FG > Deve fazer essa pergunta ao presidente da Câmara de Porto de Mós do PSD. Se há algo que aconteceu nesta presidência foi o abandono das freguesias. Tudo é feito para encher o olho. Nada é feito por necessidade das freguesias. Lembro-me de passar há 30 anos no Juncal, nas Pedreiras, em São Bento, em Mira de Aire, e está tudo igual. Sei que o eleitorado é menor em São Bento, nas Pedreiras, na Calvaria de Cima do que em Porto de Mós. Mas, nada disso nos pode levar a abandonar estas freguesias. Os orçamentos dados às freguesias são irrisórios. Apenas fazer obra onde somos representados pelo partido político também não é uma forma de estar na política. Temos de ter os mesmos direitos. Existe um bullying político. O 25 de Abril chegou a Portugal, mas não chegou a Porto de Mós. Existem muitos Salazares em Porto de Mós. As pessoas têm medo de ir contra o poder instalado. Presenciei isto porque andei a arranjar listas para as juntas. Tive uma vontade de não optar tanto pela militância, mas por serem pessoas dignas, bem-vistas e com provas dadas. Mas, quem tem provas dadas tem medo de ir contra o sistema, porque vai ser alvo de represálias a posteriori. Isto não pode acontecer. Ofereci sedes de campanha à IL e ao PSD nos meus prédios. A isto chama-se democracia. Não é por não concordar com eles que tenho de ir contra eles e tentar aniquilá-los, como o PSD tem feito. Das 10 juntas de freguesias, metade dos candidatos do PSD não são do PSD. Vai ter um candidato a presidente da Junta de São Bento que é presidente da junta pelo PS e vai andar a bater de porta em porta a pedir votos pelo PSD. Isto não é um PSD, é um PSD travestido. Não pode valer tudo na política para ganhar. Não posso aniquilar a oposição para poder comandar tudo à minha vontade. A oposição é necessária.

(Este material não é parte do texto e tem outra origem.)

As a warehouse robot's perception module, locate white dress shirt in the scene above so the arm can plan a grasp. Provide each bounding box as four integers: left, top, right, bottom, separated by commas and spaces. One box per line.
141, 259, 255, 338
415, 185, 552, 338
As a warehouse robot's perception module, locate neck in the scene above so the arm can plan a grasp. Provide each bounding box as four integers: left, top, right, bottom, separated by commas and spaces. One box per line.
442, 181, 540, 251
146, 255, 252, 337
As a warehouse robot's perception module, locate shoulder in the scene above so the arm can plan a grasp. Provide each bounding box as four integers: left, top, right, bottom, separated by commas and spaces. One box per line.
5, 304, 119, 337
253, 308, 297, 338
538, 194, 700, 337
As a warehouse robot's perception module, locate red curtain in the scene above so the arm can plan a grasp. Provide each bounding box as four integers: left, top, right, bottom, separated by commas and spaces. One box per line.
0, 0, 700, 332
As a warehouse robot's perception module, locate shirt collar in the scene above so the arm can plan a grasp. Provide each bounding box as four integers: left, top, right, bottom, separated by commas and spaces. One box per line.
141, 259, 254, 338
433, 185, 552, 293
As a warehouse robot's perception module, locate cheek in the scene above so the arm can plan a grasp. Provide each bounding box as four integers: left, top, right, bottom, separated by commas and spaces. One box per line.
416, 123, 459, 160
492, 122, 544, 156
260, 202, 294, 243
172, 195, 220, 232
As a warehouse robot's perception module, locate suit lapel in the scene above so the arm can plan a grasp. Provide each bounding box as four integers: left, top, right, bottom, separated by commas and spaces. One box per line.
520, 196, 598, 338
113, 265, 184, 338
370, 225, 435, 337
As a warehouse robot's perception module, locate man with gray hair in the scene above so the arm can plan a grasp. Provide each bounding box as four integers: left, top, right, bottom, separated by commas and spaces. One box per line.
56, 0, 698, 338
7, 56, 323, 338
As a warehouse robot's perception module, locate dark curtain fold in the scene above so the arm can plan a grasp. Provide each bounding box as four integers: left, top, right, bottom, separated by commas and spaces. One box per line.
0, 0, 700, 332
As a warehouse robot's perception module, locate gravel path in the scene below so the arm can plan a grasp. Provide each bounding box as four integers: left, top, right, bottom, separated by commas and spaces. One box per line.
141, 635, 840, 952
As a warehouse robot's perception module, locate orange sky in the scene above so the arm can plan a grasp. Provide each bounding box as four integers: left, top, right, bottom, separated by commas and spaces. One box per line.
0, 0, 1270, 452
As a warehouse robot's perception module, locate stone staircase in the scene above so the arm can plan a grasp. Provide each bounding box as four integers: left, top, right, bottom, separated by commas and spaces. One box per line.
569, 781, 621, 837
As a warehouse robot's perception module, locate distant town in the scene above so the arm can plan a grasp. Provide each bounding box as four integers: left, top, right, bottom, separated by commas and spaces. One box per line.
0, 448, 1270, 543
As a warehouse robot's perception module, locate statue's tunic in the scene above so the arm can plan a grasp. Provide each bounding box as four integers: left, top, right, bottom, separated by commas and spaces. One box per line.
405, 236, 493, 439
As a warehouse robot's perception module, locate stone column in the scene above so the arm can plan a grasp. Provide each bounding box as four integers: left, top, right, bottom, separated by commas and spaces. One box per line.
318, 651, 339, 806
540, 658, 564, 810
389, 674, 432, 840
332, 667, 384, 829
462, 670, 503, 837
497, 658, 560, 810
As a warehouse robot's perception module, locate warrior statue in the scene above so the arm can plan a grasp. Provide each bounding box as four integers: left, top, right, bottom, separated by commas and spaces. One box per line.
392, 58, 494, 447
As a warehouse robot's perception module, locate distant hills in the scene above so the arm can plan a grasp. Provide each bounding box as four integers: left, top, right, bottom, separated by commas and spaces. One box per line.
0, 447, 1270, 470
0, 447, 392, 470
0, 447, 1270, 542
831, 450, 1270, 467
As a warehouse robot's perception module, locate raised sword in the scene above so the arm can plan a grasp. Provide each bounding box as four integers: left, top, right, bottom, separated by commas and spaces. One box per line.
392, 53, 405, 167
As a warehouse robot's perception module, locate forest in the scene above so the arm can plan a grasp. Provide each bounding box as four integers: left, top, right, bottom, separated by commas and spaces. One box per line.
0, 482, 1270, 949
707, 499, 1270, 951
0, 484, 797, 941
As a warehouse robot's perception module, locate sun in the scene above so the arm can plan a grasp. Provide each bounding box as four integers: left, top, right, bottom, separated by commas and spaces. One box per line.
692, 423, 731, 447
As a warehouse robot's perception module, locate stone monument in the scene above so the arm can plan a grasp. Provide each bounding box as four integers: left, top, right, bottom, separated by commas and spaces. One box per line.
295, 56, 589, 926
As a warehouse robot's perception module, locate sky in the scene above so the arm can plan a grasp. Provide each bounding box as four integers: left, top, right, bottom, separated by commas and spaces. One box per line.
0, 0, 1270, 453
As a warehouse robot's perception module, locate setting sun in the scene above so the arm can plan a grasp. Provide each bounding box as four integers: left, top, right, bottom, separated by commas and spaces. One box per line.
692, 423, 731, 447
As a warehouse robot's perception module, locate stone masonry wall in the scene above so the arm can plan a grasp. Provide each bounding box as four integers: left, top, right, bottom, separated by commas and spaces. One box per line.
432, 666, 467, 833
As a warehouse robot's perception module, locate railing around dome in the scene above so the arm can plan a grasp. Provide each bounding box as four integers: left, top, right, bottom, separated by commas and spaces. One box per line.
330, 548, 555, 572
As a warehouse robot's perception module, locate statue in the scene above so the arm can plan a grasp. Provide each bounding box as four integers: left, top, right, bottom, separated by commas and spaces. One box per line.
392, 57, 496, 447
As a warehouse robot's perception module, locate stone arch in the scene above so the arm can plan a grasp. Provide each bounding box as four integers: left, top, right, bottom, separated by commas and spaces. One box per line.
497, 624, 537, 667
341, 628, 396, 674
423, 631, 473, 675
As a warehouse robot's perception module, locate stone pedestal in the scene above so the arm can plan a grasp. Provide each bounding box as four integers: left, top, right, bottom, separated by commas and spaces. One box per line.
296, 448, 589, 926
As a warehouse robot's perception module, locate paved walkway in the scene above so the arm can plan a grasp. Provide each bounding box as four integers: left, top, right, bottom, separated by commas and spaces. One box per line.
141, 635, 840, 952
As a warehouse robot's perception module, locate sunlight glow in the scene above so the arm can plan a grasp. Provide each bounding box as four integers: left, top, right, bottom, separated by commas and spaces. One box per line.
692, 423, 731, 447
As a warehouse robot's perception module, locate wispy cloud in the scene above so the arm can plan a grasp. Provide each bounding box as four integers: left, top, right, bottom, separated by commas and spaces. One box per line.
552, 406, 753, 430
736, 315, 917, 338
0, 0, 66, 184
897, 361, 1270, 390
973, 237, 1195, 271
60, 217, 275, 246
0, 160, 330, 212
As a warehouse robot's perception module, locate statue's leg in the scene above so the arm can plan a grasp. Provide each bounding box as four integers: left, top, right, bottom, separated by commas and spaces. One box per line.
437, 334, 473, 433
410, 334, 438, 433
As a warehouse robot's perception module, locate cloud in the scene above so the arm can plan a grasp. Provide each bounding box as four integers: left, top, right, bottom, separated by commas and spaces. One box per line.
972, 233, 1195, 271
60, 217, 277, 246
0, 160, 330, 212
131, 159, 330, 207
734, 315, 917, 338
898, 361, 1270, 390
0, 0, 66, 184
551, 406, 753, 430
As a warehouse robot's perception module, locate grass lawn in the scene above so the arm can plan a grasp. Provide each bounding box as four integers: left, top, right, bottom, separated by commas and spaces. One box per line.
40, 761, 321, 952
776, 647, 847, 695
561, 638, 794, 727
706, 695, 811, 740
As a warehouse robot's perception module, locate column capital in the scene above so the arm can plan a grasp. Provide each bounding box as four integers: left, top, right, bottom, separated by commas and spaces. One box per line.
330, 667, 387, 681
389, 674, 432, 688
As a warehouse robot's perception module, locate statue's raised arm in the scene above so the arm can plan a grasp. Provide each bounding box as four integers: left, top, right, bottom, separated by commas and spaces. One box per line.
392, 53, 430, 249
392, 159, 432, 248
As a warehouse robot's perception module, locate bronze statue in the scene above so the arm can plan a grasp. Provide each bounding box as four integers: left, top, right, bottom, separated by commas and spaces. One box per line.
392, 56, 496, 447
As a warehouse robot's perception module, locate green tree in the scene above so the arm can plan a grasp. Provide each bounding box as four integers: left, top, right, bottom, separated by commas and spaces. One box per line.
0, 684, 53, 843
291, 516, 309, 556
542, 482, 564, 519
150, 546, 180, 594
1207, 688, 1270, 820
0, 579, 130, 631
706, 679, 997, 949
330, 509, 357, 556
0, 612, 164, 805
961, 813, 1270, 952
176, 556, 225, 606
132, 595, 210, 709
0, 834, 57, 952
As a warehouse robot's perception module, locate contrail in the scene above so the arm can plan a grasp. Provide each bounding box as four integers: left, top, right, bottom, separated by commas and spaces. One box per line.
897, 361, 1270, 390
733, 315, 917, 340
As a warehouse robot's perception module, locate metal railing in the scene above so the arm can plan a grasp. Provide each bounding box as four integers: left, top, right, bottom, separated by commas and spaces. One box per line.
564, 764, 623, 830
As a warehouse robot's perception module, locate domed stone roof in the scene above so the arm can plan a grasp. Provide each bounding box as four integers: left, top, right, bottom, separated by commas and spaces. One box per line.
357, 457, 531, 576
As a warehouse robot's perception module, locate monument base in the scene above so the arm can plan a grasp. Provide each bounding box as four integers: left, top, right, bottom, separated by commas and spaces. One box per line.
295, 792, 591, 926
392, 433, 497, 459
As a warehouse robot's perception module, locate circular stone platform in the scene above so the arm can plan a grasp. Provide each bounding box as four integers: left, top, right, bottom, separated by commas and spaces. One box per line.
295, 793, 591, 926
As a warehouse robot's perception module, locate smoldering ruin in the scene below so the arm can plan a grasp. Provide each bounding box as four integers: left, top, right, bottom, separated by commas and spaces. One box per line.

RC > João Salgueiro foi o único candidato do PS que ganhou as eleições para a Câmara de Porto de Mós. Sente o peso simbólico de tentar repetir o feito de João Salgueiro?
FG > Não podemos viver do passado. Muito mais do que a conjuntura em que o PS se encontra, temos de pensar no futuro. João Salgueiro foi candidato nas últimas eleições e não ganhou. As pessoas quando voltam a querer ser felizes onde já foram, por norma, são rejeitadas. Tudo tem o seu tempo. Ele voltou para querer fazer melhor, acredito, mas o povo gosta de pessoas com ideias novas. A alteração da estratégia do PS é fundamental para combater o populismo do Chega. Eles são, realmente, jovens. E em vez de ir contra eles, temos de os tentar perceber. Não acredito que 25% da população seja racista e xenófoba. Isto é uma forma estúpida de atacar o eleitorado do Chega.
RC > O que considera ser um resultado positivo para o PS nestas eleições: ganhar, aumentar representação, recuperar freguesias?
FG > A vitória. Nunca seria candidato se não achasse que ia ganhar. É a única candidatura que é válida. Não estou a dizer que a outra pessoa tenha vontade, mas não tem a mesma capacidade. Se conseguirmos chegar ao povo, dar a entender as reais necessidade e demonstrar que há propostas que fazem a diferença não existe outro caminho senão a nossa vitória. E tem de ser agora porque amanhã é sempre tarde demais.
RC > Está preparado para assumir um papel na oposição caso não vença?
FG > Serei sempre vereador da oposição. E vou fazer oposição mesmo. Não contem comigo para acordos com os quais não concordo. Penso que quem teve na oposição não foi digno, até ao momento, do que lhe foi incutido. E vou estar na oposição, se não ganhar, que duvido, com o meu dever e vou cumprir.